#[D] Scoring
Source: [`src/logic/search/scoring.rs`](~/src/logic/search/scoring.rs)
This chapter is meant to be read after [Search](./search.md).
## Score Tuple
>D State Score
The **state score** is a 6-tuple:
$$\sigma = (c, p, \ell, o, s, r) \in \mathbb{R}^6$$
with overall score:
| Component | Name | Range | Direction |
|-----------|------|-------|-----------|
| $c$ | Completeness | $[0, 2]$ | higher = more matched structure |
| $p$ | Production fullness | $[0, 1]$ | higher = more RHS positions filled |
| $\ell$ | Token length bonus | slow-growing, non-negative | higher = more concrete terminals |
| $o$ | Open slots penalty | $\{0, -0.3, -0.6, \ldots\}$ | closer to 0 = fewer missing children |
| $s$ | Simplicity | $[0, 0.3]$ | higher = shallower search depth |
| $r$ | Recursion penalty | $[-0.5, 0]$ | closer to 0 = shallower tree |
<
Several components choose the best or shallowest root among alternatives rather than averaging over all roots.

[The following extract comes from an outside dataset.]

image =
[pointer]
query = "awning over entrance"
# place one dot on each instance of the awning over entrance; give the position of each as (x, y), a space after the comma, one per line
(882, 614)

This is intentional: one promising parse alternative should be able to dominate the score early instead of being drowned out by worse siblings.
## Sub-Score Definitions
### Completeness
>D Completeness Score
For each root $u$, walk all nodes in the subtree. A complete terminal contributes $1$. A partial terminal whose current surface text has length $m$ contributes $\frac{0.5}{m+1}$. An expression node with no children contributes $0$.

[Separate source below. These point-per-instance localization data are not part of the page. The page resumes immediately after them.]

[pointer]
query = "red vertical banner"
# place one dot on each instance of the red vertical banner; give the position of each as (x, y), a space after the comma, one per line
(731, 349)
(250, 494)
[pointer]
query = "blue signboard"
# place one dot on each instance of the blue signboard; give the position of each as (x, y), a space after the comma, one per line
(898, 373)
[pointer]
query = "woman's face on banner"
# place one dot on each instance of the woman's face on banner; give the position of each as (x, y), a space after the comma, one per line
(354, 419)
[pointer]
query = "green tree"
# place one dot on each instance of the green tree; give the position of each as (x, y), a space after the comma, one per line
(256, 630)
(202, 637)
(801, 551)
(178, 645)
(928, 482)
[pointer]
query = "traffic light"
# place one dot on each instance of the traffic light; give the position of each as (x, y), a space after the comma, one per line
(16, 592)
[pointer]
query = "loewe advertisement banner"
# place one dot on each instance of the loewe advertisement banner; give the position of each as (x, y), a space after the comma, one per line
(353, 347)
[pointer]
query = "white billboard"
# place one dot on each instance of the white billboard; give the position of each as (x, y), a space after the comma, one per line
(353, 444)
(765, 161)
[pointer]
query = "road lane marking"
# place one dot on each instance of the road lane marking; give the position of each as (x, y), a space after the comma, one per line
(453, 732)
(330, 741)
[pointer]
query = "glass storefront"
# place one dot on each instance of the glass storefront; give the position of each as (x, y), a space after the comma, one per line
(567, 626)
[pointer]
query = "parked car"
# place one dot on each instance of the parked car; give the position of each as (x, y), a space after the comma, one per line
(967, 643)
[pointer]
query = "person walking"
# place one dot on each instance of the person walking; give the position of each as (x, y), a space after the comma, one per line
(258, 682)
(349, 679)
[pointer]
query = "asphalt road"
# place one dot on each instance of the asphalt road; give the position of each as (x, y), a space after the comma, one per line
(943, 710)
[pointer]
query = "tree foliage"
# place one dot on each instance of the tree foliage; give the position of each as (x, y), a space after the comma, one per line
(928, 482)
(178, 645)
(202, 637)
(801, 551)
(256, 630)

Let $S_u$ be the sum of those contributions and $N_u$ the total node count visited. The implementation computes
$$c(u) = \min\left(2,\ 2 \cdot \frac{S_u}{N_u}\right), \qquad c = \max_u c(u).$$
<
Expression nodes with children do not add direct bonus here; they only contribute through their descendants while still increasing the denominator. So the score prefers states with more concrete material and fewer empty placeholders.
### Production Fullness
>D Production Fullness Score
For each expression node $v$ with expected right-hand side length $n_v > 0$ and currently filled child count $k_v > 0$, define its local fill ratio as $\frac{k_v}{n_v}$. For a root $u$, let $E_u$ be the set of such expression nodes.
The implementation computes the RMS fill ratio
$$p(u) = \sqrt{\frac{1}{|E_u|}\sum_{v \in E_u}\left(\frac{k_v}{n_v}\right)^2}, \qquad p = \max_u p(u),$$
with $p = 0$ if $E_u$ is empty.
<
This rewards roots whose productions are already mostly filled, even if the tree is not yet complete.
### Token Length Bonus
>D Token Length Bonus
Let $L_u$ be the number of leaf terminals in root $u$. The implementation computes
$$\ell = 0.25 \cdot \sqrt{\max_u L_u}.$$
This is a small bonus for states that already contain more concrete terminal material. The square root keeps the signal mild.
<
### Open Slots Penalty
>D Open Slots Penalty
For each root $u$, count open slots recursively:
- an expression node with no children contributes $1$
- an expression node with expected RHS length $n_v$ and $k_v$ filled children contributes $n_v - k_v$
- children are then counted recursively as well
Let $O_u$ be the resulting count. The implementation uses the best (smallest) root:
$$o = -0.3 \cdot \min_u O_u.$$
<
This is the dominant negative signal in practice: trees with fewer remaining holes tend to outrank structurally larger but more incomplete alternatives.
### Simplicity
>D Simplicity Score
The **simplicity score** rewards shallower search paths:
$$s = 0.3 \cdot \left(1 - \frac{d}{d_{\max}}\right)$$
where $d$ is the current search depth and $d_{\max}$ is the configured maximum depth.
<
### Recursion Penalty
>D Recursion Penalty
Let $D_u$ be the maximum node depth of root $u$. The implementation takes the shallowest root among alternatives and applies a light quadratic penalty:
$$r = -0.5 \cdot \left(\min\left(1, \frac{\min_u D_u}{d_{\max} + 1}\right)\right)^2.$$
This discourages unnecessarily deep trees, but much more gently than the open-slots penalty discourages incomplete ones.
<
## Ordering
>D Score Use
Search uses the numeric score in two places:
1. heap priority for frontier states
2. secondary ordering among children after expansion
Before score comparison, [Search](./search.md) may prefer children with grounded roots (`ty != Any`) and may truncate to a beam width. So score is important, but it is not the whole search policy.
<